The shadowboxing between Flash and HTML 5 is getting pretty serious. A lot of people are using “HTML 5 video” as a shorthand for “non-Flash video technologies which HTML 5 facilitates,” and Adobe is clearly worried.
An article by Justin Nichols regards HTML 5 and Flash as competitors, and that article is showing a solid five-star rating on feeds.adobe.com, though it isn’t written by an Adobe employee, so it probably expresses a view that’s popular at Adobe. It refers to Flash as a “platform,” and that may be the key point; there’s an unstated suggestion that it can’t just live inside standardized HTML elements. But if it can’t, we’re in for still more rounds of browser incompatibility. Just as “the end of history” when the Soviet empire collapsed was a delusion, the “end of the browser wars” is most likely another.
A New York Times article on the lack of Flash on the iPad is entertaining for its disclaimer at the bottom. The body of the article says:
But concerns over the lack of Flash in the iPad and iPhone may be short-lived. Many online video sites have been experimenting with a new Web language that can support video, called HTML5. Unlike Flash, which is a downloaded piece of software that can interact with a computer’s operating system, HTML5 works directly in a Web browser. And although this new video format does not work in all browsers, it will allow iPhone and iPad users to enjoy more Web-based video content.

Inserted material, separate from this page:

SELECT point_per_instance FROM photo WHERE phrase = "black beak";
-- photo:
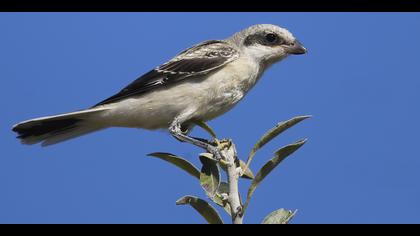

Then in a correction it notes that that was wrong:
An article on Monday about the absence of the multimedia software Flash in Apple’s new iPad tablet computer referred incorrectly to the Web language HTML5. While HTML5 can support video, it is not itself a video format. The article also misstated the ownership of HTML5 patents. HTML5, like other versions of Hypertext Markup Language, is open source; it is not owned by a group of companies, including Apple.
Can I hope they learned their error by reading this blog? Probably not. Even the disclaimer isn’t completely right; HTML 5 is a specification, not a program, so it’s meaningless to call it “open source.” Some implementations of it are open source, and others aren’t.
Standardization of the means of embedding video is a good thing. If that has Adobe worried it will face competition, that’s a good thing too.